Ganz zum Schluss möchten wir Sie jetzt nur noch bitten, zehn Satzanfänge zu vervollständigen.

1. Fußball ist … mein Lieblingsspiel.
2. Nur in Gladbach … dreht sich in einer Stadt alles, aber auch wirklich alles nur um den örtlichen Fußballverein – selbst, wer sich angeblich nicht für Fußball interessiert, weiß, wie der Verein gespielt hat und hat seine Meinung dazu.
3. Wenn der Bökelberg abgerissen wird, … werde ich auf der Bökelstraße stehen und das mit einer Träne im Auge mit ansehen.
4. Was ich einem Journalisten nie verzeihe, … ist, wenn er wissentlich lügt.

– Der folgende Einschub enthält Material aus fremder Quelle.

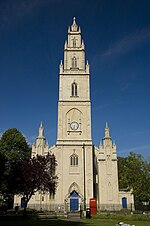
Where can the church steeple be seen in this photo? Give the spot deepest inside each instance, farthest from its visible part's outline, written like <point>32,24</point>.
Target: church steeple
<point>107,131</point>
<point>41,131</point>
<point>74,26</point>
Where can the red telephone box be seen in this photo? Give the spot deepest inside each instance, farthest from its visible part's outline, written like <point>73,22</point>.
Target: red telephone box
<point>93,206</point>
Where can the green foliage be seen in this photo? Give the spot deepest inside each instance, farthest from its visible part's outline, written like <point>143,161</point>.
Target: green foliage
<point>13,145</point>
<point>37,174</point>
<point>13,149</point>
<point>134,173</point>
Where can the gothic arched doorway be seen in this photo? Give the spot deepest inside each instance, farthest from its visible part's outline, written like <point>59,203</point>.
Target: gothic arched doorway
<point>74,201</point>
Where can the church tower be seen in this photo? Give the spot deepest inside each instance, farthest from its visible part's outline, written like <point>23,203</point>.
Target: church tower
<point>74,105</point>
<point>107,173</point>
<point>74,143</point>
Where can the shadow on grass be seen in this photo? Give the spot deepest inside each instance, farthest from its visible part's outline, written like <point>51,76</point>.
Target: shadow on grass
<point>34,221</point>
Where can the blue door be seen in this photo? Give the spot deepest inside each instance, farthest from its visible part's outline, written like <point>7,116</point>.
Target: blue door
<point>124,202</point>
<point>74,201</point>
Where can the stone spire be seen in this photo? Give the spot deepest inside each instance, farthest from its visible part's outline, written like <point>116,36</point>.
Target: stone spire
<point>107,132</point>
<point>74,26</point>
<point>41,131</point>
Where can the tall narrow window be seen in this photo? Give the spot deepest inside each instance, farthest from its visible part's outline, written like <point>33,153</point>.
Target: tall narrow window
<point>74,160</point>
<point>74,62</point>
<point>74,89</point>
<point>74,42</point>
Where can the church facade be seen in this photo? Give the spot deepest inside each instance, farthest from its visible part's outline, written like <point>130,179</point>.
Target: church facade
<point>84,171</point>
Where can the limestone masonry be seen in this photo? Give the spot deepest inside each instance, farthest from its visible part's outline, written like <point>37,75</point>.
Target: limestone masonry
<point>84,171</point>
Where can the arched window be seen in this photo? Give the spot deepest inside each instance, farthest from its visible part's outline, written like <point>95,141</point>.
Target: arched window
<point>74,89</point>
<point>74,160</point>
<point>74,62</point>
<point>74,42</point>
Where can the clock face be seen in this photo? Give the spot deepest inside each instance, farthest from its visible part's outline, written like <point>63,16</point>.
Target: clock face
<point>74,125</point>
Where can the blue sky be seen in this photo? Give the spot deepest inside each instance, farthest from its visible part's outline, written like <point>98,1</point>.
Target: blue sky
<point>117,40</point>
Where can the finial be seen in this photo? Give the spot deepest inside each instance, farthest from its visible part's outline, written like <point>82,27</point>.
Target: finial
<point>41,125</point>
<point>74,26</point>
<point>106,125</point>
<point>107,133</point>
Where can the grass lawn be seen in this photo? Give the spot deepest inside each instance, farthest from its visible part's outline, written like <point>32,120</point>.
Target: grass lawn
<point>60,222</point>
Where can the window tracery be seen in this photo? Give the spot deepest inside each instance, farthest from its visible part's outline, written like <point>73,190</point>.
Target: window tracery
<point>74,160</point>
<point>74,89</point>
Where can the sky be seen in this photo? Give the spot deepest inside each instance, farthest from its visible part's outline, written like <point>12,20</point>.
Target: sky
<point>117,39</point>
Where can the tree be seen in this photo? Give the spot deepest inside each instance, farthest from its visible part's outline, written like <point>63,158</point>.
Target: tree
<point>13,149</point>
<point>134,173</point>
<point>37,174</point>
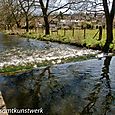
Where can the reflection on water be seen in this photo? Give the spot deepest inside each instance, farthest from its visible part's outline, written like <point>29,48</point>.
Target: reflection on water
<point>82,88</point>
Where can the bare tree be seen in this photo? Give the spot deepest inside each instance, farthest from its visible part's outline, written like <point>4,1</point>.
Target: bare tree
<point>27,7</point>
<point>50,6</point>
<point>109,15</point>
<point>99,6</point>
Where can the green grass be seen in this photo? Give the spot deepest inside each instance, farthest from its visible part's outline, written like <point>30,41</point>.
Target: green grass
<point>78,38</point>
<point>12,70</point>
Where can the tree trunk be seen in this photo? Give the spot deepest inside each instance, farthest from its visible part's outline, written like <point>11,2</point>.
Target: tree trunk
<point>47,27</point>
<point>27,24</point>
<point>109,31</point>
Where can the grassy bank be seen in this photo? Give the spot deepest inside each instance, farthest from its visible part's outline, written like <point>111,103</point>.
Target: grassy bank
<point>12,70</point>
<point>89,41</point>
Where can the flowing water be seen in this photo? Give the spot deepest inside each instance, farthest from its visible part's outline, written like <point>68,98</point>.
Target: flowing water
<point>81,88</point>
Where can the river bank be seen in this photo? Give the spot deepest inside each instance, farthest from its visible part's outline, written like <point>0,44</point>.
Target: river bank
<point>23,53</point>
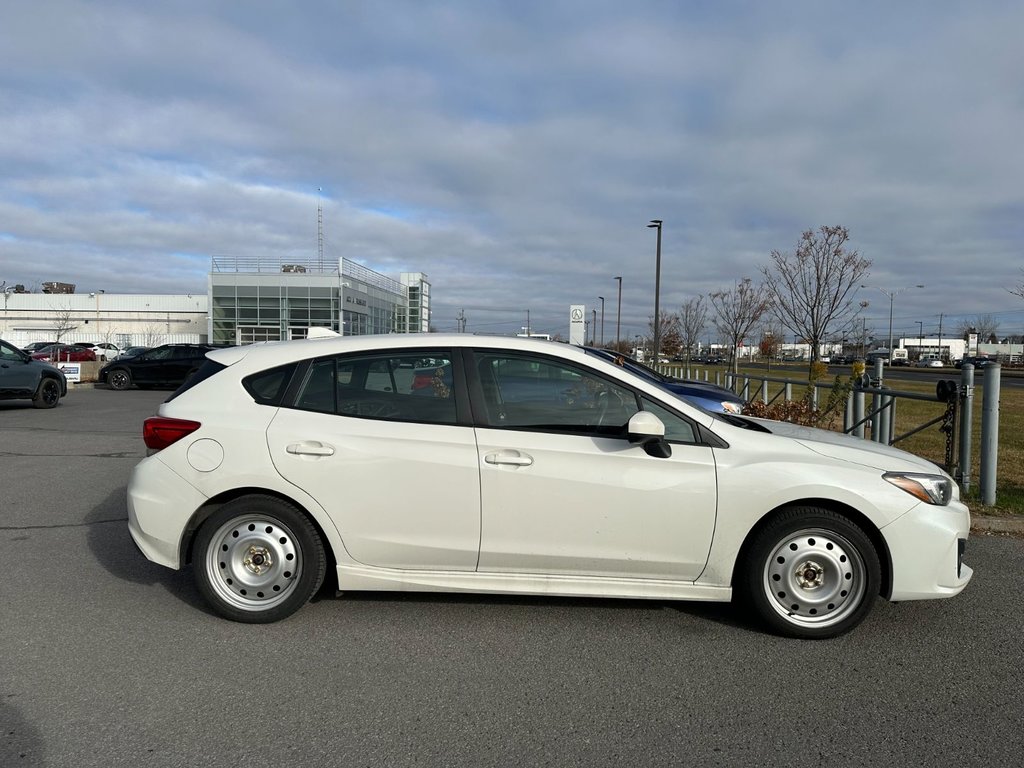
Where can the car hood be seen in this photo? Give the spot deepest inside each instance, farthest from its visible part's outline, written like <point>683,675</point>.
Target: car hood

5. Manchmal beneide ich den FC Köln um … die schöne Stadt Köln (lacht).
6. Das Wort Mythos … spielt eine große Rolle bei Borussia, sollte aber nicht überstrapaziert werden, sonst könnte es auch zur Belastung werden.
7. Am meisten gelitten habe ich in den letzten Jahren, als … wir in Aachen das Pokalfinale verspielt haben.
8. Am meisten gefreut habe ich mich … bei einzelnen entscheidenden Spielen, von denen so viel abhängt. Zum Beispiel das Spiel, das den Aufstieg entschieden hat oder als zuletzt der Abstieg verhindert wurde…
9. In zehn Jahren ist Gladbach … wie jetzt schon einer der am besten aufgestellten Vereine der Liga und dann auch sportlich hoffentlich auf gleichem Niveau.
10. Und zum Abschluss: In zehn Jahren bin ich … – puh, keine Ahnung, da habe ich mir in meinem Leben noch nie Gedanken drüber gemacht. Dass ich sechs Jahre einen Job mache, ist schon sehr ungewöhnlich, ich habe vorher nie länger als drei Jahre an einem Ort gelebt. Jetzt bin ich schon seit 14 Jahren in Mönchengladbach, seit sechs Jahren Pressesprecher und ich kann mir auch gut vorstellen, das in zehn Jahren noch immer zu machen – das kann sich aber auch von einem Tag auf den anderen ändern.

Herr Aretz, vielen Dank für dieses Gespräch!